Popstars (UK) is a British reality television show produced for ITV that aired for two series. The first series, Popstars, aimed to find five singers to form a new pop group. During the second series, Popstars: The Rivals, two music groups were formed to compete for the Christmas number-one single in the United Kingdom.

The five winning contestants from the first series formed the group Hear'Say. Their first two singles, "Pure and Simple" and "The Way to Your Love", became number-one hits on the UK Singles Chart. Two other single releases, "Everybody" and "Lovin' Is Easy", reached the top ten. Hear'Say released their first album Popstars in May 2001; this was followed by a second album, Everybody. After a line-up change, the group split a year after formation.

In the second series, two new groups, Girls Aloud and One True Voice, were formed. They competed for the Christmas number-one in 2002 with their debut singles "Sound of the Underground" and "Sacred Trust / After You're Gone" respectively; Girls Aloud finished on top and debuted at number one, and One True Voice debuted at number two. One True Voice released another single, "Shakespeare's (Way with) Words" before splitting in June 2003. Girls Aloud, in contrast, have become one of the most successful female groups in the United Kingdom, with 21 successive top-ten singles (including four number-ones), and six top-ten albums (including two number-ones). During the group's three-year hiatus, Cheryl Cole, Nadine Coyle, and Nicola Roberts also went on to release solo material. Girls Aloud reunited to celebrate their tenth anniversary in 2012.
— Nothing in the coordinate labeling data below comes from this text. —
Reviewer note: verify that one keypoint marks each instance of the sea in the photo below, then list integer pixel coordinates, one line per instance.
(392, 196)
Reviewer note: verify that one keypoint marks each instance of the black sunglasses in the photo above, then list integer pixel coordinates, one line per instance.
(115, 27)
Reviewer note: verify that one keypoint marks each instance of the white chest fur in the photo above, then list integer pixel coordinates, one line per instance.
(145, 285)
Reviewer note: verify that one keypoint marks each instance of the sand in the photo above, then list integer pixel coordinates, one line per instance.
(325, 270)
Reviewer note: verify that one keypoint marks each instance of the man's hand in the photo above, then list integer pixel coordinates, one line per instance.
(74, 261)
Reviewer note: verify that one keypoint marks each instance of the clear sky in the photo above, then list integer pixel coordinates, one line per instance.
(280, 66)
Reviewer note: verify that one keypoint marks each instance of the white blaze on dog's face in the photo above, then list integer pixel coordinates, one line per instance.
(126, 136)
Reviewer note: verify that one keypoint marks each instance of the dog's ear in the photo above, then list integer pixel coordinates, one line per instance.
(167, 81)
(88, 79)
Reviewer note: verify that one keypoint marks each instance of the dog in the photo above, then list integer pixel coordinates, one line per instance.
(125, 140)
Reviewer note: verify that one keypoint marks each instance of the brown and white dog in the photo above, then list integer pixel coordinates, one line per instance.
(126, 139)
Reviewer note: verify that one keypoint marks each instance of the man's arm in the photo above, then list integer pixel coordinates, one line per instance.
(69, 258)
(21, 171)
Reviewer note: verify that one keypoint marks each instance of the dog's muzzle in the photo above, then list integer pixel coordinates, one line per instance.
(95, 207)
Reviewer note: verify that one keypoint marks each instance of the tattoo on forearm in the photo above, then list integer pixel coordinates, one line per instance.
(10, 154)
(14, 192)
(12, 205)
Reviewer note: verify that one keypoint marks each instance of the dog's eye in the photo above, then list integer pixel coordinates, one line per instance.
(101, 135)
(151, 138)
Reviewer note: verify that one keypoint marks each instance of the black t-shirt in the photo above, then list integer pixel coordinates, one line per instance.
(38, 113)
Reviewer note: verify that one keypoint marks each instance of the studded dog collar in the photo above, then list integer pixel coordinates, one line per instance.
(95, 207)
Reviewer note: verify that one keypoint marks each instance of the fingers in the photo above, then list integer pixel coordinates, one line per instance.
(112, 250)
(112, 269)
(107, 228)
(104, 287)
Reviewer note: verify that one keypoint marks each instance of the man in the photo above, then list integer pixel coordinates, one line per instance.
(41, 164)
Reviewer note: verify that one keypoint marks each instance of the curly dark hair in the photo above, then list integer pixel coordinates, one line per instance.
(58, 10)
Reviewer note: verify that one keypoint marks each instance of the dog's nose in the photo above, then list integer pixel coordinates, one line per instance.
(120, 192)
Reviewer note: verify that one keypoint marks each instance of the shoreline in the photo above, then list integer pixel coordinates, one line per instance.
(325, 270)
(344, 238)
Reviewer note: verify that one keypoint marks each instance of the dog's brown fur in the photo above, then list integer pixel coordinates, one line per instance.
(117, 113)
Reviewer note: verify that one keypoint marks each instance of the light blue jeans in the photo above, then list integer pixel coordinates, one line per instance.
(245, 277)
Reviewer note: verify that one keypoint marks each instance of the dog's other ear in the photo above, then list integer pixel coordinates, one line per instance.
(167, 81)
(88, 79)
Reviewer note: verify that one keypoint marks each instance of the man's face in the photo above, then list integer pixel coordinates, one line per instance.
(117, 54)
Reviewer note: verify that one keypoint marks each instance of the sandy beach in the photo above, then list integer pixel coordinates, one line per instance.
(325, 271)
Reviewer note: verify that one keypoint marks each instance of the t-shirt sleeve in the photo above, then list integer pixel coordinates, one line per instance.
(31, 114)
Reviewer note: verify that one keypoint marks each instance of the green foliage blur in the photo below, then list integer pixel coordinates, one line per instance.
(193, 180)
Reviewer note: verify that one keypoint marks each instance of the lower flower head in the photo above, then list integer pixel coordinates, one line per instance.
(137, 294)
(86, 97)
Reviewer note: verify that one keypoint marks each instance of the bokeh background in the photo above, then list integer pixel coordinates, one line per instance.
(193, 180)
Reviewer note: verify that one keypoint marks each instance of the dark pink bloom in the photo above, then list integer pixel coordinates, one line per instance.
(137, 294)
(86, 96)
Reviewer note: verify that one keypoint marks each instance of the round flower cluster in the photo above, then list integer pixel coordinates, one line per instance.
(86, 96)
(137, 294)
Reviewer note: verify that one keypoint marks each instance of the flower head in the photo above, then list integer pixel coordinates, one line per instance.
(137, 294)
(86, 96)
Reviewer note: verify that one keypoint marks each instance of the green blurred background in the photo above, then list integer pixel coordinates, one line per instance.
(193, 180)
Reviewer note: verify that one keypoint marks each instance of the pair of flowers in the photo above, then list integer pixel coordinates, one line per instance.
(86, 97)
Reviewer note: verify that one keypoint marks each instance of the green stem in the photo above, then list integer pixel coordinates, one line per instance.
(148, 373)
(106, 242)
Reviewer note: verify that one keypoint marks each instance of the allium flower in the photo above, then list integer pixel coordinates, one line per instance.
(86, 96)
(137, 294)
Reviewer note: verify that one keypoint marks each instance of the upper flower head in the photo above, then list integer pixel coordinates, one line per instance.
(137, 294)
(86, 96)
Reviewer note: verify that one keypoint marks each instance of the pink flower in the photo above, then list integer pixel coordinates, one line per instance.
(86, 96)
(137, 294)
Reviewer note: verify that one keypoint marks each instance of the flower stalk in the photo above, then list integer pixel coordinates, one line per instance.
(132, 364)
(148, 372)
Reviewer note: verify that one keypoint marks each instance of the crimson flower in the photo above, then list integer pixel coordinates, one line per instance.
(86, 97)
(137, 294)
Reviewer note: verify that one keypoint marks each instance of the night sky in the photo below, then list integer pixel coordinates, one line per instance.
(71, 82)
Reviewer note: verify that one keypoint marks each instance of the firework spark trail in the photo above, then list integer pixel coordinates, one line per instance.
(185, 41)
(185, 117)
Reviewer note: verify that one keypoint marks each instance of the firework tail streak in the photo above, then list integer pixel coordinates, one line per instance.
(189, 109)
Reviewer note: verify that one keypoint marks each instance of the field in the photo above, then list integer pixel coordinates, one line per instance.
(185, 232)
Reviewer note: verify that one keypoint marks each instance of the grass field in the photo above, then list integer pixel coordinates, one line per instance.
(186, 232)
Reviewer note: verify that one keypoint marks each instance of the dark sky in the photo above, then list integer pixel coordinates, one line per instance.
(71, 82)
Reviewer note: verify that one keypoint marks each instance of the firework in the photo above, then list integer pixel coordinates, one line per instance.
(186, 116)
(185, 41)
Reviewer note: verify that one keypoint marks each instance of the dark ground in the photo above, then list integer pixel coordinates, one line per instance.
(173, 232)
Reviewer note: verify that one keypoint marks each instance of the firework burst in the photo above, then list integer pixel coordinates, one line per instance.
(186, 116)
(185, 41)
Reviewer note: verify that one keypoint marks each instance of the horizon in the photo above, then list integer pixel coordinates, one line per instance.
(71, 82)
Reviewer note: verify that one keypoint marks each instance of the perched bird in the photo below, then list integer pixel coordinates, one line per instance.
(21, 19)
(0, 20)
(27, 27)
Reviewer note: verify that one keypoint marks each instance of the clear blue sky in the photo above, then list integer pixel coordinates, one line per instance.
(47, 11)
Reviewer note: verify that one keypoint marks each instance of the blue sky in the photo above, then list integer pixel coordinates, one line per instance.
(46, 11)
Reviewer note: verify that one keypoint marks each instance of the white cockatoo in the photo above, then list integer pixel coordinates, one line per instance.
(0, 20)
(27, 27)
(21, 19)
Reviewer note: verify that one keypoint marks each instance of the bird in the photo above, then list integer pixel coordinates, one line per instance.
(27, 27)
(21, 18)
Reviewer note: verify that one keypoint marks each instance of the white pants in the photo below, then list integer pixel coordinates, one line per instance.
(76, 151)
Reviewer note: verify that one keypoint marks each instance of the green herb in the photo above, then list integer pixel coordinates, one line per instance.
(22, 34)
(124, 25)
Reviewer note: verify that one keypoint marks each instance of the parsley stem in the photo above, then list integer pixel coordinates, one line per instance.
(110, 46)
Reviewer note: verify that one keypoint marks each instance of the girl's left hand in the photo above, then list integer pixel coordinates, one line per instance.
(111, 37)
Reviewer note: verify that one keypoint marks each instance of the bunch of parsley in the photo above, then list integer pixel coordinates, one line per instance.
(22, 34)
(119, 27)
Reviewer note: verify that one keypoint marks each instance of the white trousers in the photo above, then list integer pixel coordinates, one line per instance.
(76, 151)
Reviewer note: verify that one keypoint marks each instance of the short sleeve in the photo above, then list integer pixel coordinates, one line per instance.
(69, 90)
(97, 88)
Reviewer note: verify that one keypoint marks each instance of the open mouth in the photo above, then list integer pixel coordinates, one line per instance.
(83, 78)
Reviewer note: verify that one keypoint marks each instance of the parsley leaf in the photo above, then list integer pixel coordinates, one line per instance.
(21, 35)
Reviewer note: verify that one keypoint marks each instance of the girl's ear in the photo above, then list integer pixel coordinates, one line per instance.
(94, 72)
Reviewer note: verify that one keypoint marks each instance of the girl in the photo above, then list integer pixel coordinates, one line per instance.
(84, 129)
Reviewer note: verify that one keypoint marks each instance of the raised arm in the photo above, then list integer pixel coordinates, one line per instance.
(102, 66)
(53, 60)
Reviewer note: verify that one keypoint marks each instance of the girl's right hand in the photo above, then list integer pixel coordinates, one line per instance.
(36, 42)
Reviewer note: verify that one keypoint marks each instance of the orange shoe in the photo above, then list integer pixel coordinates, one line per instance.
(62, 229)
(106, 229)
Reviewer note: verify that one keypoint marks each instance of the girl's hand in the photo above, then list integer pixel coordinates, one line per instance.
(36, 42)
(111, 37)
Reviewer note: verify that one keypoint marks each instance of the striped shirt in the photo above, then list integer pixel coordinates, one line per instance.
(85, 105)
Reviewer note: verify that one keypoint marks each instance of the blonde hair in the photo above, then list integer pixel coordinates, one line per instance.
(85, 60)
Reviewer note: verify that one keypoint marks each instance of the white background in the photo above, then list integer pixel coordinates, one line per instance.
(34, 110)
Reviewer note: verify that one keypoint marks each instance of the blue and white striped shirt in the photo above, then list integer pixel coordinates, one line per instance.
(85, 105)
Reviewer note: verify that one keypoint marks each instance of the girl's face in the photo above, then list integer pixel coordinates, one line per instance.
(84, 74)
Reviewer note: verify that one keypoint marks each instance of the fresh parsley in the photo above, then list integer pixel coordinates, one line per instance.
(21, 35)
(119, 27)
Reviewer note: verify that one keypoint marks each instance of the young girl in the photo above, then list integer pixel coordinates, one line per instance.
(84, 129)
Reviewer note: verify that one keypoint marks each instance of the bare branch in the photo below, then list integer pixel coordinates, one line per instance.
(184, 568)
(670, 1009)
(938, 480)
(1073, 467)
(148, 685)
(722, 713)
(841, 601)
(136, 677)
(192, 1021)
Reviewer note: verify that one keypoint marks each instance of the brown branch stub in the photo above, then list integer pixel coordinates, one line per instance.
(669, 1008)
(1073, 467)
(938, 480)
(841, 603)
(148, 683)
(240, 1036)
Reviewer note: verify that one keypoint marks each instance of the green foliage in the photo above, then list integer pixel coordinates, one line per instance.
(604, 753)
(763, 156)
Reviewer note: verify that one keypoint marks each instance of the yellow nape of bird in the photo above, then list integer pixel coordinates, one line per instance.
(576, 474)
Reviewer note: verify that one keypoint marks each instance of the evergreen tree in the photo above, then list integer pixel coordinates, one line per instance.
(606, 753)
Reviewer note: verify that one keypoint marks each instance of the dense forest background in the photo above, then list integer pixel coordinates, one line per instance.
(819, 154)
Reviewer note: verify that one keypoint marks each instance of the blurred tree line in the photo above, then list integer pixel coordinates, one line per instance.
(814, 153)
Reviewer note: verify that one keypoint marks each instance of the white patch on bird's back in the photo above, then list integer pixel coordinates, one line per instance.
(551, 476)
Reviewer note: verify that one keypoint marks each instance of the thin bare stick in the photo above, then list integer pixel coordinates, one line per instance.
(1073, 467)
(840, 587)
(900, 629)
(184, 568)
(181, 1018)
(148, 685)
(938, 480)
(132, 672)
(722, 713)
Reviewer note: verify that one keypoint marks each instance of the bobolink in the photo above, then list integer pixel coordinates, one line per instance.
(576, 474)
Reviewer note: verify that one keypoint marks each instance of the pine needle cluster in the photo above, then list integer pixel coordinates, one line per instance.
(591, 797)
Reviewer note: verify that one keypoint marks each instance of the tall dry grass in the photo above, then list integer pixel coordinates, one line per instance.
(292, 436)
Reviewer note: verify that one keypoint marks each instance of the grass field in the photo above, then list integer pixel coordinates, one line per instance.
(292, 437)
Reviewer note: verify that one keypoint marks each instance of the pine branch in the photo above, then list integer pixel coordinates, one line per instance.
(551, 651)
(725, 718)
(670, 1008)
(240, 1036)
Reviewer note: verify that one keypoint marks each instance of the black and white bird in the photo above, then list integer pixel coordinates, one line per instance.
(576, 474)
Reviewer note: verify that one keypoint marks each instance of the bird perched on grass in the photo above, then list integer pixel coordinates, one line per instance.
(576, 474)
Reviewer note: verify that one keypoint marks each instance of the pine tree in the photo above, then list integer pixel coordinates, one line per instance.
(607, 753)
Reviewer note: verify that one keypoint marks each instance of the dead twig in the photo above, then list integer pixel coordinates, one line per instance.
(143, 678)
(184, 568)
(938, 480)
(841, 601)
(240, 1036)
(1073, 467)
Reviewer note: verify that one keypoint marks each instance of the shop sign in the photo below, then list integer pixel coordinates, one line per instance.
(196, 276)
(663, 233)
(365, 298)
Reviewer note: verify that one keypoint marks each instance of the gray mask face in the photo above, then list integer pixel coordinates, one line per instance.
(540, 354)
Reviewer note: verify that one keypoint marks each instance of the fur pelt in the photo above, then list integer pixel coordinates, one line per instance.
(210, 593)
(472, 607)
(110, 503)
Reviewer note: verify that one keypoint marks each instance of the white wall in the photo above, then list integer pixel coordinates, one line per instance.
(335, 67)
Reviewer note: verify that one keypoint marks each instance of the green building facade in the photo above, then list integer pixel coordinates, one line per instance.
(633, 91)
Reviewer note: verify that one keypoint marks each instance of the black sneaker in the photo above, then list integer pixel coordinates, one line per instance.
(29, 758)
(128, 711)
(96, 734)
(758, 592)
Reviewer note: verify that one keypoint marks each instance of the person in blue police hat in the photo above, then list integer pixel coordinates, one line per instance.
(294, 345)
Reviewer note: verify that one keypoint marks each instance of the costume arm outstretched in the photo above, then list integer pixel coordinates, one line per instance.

In addition to the winners of the show, several other participants have achieved careers in music. Liberty X (originally known as Liberty before a legal dispute) has had eight top ten singles in the UK charts, including the number-one hit "Just a Little" in 2002. Kym Marsh released a solo album and two singles after leaving Hear'Say, and Darius Danesh, who did not advance past the audition stage, released material after appearing on Pop Idol. Javine Hylton, the singer who missed out on a place in Girls Aloud, debuted at number four with "Real Things and released several other singles. She was selected as the United Kingdom's entry for the 2005 Eurovision Song Contest, singing "Touch My Fire". The four other female finalists formed the band Clea, and the five losing male finalists experienced success in their band Phixx. The Cheeky Girls, a Romanian duo who did not make the live finals, were given a record contract, and debuted at number three behind the two winning bands.

Singles

Albums
Only albums that charted in the Top 100 of the UK albums chart are included in this list.

Other releases
Liberty X recorded a version of Kool and the Gang's "Fresh", which charted at number 58 on the Australian Singles Chart.
In addition to recording her own solo album following the split of Hear'Say, Myleene Klass signed a deal with EMI Classics which allowed her to choose her own tracks for a series of classical albums. She recorded two songs each for Music for Romance and Music for Mothers.
Darius Danesh appeared on the first series but was eliminated at the audition stage. He reached the final three in Pop Idol and had a succession of hit singles.
Clea released two albums, Identity Crisis and Trinity; the former was released only in Russia and the latter charted at number 258 on the UK Albums Chart. They also re-released "Stuck in the Middle" in 2006 as a joint single with "I Surrender", but the song failed to chart.

See also

Fame Academy discography
Pop Idol discography
The X Factor (UK) discography

Notes
 Javine Hylton is known professionally by her first name only. She was due to release a song with the producer Richard X but the single was cancelled.
 "Don't Let the Morning Come" was a collaboration with Soul Avengerz.
 Kym Marsh continued to be known professionally by this name despite her marriage to Jack Ryder. She was originally a part of the band Hear'Say
 Liberty X were originally known as Liberty but changed their name in 2002. This was following a high-profile court case where another UK band with the same name claimed that their name was being used without permission. Readers of The Sun chose the name X Liberty but the band decided to call themselves Liberty X.
 "Being Nobody" was credited as Richard X vs. Liberty X.
 Clea recorded "We Don't Have to Take Our Clothes Off" with Da Playaz and the release was credited as Da Playaz vs. Clea.
 "Walk This Way" was released by Girls Aloud in collaboration with fellow British girl group Sugababes as the Comic Relief single in 2007, charting at number-one.
 Girls Aloud's album Mixed Up was a bonus CD offered exclusively at Woolworths which contained remixes of the Tangled Up album tracks.
 Girls A Live is a live album to accompany Out of Control that was initially available at Woolworths.
 Cheryl Cole was credited on the release of will.i.am's 2008 single "Heartbreaker" as having sung backing vocals.